2. Corrected init recipe (supersedes ADR-028 §10)

The init container overrides the image entrypoint to a shell and probes readiness with ollama list (not curl, which the image lacks):

ollama serve & until ollama list >/dev/null 2>&1; do sleep 1; done && \
  (ollama list | grep -q 'qwen2.5:7b-instruct-q4_K_M' || ollama pull qwen2.5:7b-instruct-q4_K_M)
entrypoint: ["/bin/sh", "-c"]

The pull is guarded by a grep on the cached model list. A model already on the volume exits clean without any registry round-trip. This makes re-up offline-safe: a host reboot during a registry/network blip can no longer fail init (which, via condition: service_completed_successfully, would otherwise block the ollama service and take NL search down until the registry was reachable again). The same recipe is used in dev and prod — one mental model.

3. Healthcheck uses ollama list (supersedes ADR-028 §11 probe)

healthcheck:
  test: ["CMD", "ollama", "list"]

ollama list hits the local API and exits non-zero when the server is down — the correct probe for a curl-less image. The start_period: 60s rationale from ADR-028 §11 still holds.

4. OLLAMA_KEEP_ALIVE=-1 — pin the model in memory

environment:
  OLLAMA_KEEP_ALIVE: "-1"

By default Ollama evicts an idle model after ~5 minutes. The next query then pays a cold-load penalty that exceeds the backend read timeout, producing an NL search 503 after any idle period. Pinning the model (-1 = never unload) keeps warm-path latency predictable (~18 s on CPU). Do not remove this without re-introducing the post-idle cold-load 503.

5. Read timeout raised 30 → 60 s

app.ollama.timeout-seconds is raised from 30 to 60 (application.yaml, mirrored in DEPLOYMENT.md). Warm CPU inference is ~18 s; the higher ceiling absorbs the one cold model load on the first query after an Ollama (re)start, before §4's pin takes hold.

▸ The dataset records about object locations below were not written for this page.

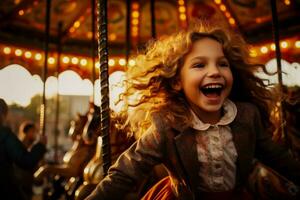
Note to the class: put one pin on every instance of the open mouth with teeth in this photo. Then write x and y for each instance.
(212, 90)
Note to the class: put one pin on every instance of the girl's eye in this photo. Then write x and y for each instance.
(199, 65)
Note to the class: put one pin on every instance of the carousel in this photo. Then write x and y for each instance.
(62, 65)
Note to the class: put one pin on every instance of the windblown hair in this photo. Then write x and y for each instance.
(150, 84)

Implicit NFR made explicit: NL search shall return a result or a 503 within 60 s; the cold-start path immediately after an Ollama restart is the only path that approaches this ceiling.

6. Hard-OOM trade-off (refines ADR-028 §2)

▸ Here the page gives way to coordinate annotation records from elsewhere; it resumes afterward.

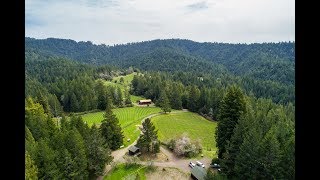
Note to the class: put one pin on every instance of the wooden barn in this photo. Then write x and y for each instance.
(133, 150)
(145, 102)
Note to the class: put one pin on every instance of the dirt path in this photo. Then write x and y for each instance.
(177, 162)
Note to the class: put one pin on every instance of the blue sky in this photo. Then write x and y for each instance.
(121, 21)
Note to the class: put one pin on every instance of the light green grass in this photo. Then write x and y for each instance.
(134, 98)
(129, 118)
(196, 127)
(121, 172)
(127, 79)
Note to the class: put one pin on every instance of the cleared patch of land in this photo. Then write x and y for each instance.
(122, 171)
(196, 127)
(129, 118)
(166, 173)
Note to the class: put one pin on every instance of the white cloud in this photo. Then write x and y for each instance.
(121, 21)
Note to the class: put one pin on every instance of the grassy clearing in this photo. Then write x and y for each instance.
(197, 127)
(127, 79)
(129, 172)
(126, 85)
(129, 118)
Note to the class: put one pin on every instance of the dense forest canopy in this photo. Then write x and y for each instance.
(266, 70)
(247, 88)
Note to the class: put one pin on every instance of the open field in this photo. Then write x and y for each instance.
(127, 79)
(141, 172)
(197, 127)
(129, 118)
(123, 172)
(126, 85)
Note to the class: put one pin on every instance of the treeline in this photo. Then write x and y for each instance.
(202, 94)
(68, 148)
(255, 137)
(266, 61)
(62, 85)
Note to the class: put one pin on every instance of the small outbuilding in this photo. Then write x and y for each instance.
(145, 101)
(198, 173)
(133, 150)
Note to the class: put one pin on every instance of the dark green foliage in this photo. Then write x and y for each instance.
(262, 146)
(193, 99)
(101, 95)
(148, 140)
(55, 106)
(31, 170)
(164, 102)
(127, 97)
(98, 152)
(68, 151)
(175, 98)
(45, 161)
(267, 70)
(258, 144)
(232, 107)
(110, 128)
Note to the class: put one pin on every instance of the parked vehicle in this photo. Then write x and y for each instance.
(200, 164)
(215, 165)
(191, 164)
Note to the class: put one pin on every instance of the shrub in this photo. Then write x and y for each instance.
(183, 146)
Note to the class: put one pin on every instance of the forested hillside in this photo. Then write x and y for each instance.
(267, 61)
(266, 70)
(247, 89)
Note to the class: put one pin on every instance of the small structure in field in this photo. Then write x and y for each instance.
(198, 173)
(144, 101)
(134, 150)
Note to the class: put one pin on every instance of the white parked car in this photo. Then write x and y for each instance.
(200, 164)
(191, 164)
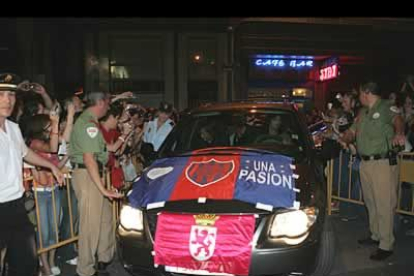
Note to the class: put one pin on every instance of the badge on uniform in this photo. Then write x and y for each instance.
(92, 131)
(395, 109)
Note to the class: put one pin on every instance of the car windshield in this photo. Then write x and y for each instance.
(268, 130)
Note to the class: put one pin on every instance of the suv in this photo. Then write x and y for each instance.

memswap_limit == mem_limit (both ${OLLAMA_MEM_LIMIT:-8g}) disables swap for the container. Combined with §4's pinned model, a memory-pressure event is a hard OOM-kill, not graceful latency degradation. This is deliberate — swap-thrashing an LLM is worse than a clean restart — but it means the 8 GB envelope is a real ceiling. qwen2.5-7B-q4 plus its KV cache under load sits close enough to 8 GB that this needs a Prometheus memory alert on the ollama container before it bites in production (tracked as observability follow-up, not in this PR).


Consequences

Positive

  • NL search works on staging/production, not just dev — the actual deploy artifact now matches the documented architecture.
  • Re-up is offline-safe: a cached model never depends on registry reachability.
  • The keep-alive pin and timeout ceiling make NL search latency predictable on CPU.

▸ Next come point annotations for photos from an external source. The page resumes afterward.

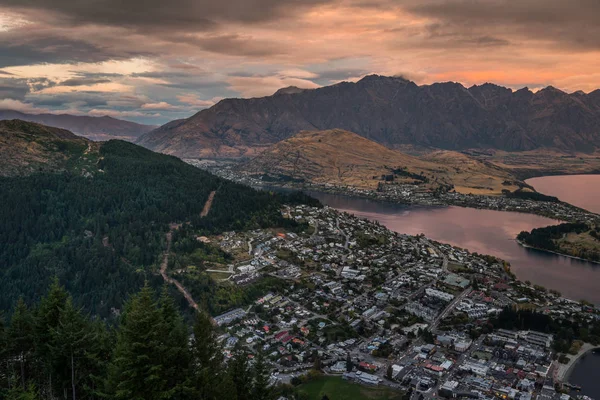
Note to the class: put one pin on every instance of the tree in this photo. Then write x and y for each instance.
(240, 375)
(137, 371)
(174, 351)
(20, 336)
(390, 372)
(260, 390)
(47, 318)
(210, 378)
(70, 342)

Risks and operational implications

  • Hard OOM under memory pressure (§6): a Prometheus alert on ollama container memory is required before this is load-bearing in prod. Tracked as an observability follow-up.
  • Unauthenticated inference relies entirely on archiv-net isolation (ADR-028 §7/§12, unchanged). Sending an Authorization header from RestClientOllamaClient is a separate durable hardening item, tracked outside this PR.
  • ADR-028 §10§11 describe a recipe that never functioned; this ADR is the authoritative init/healthcheck contract going forward.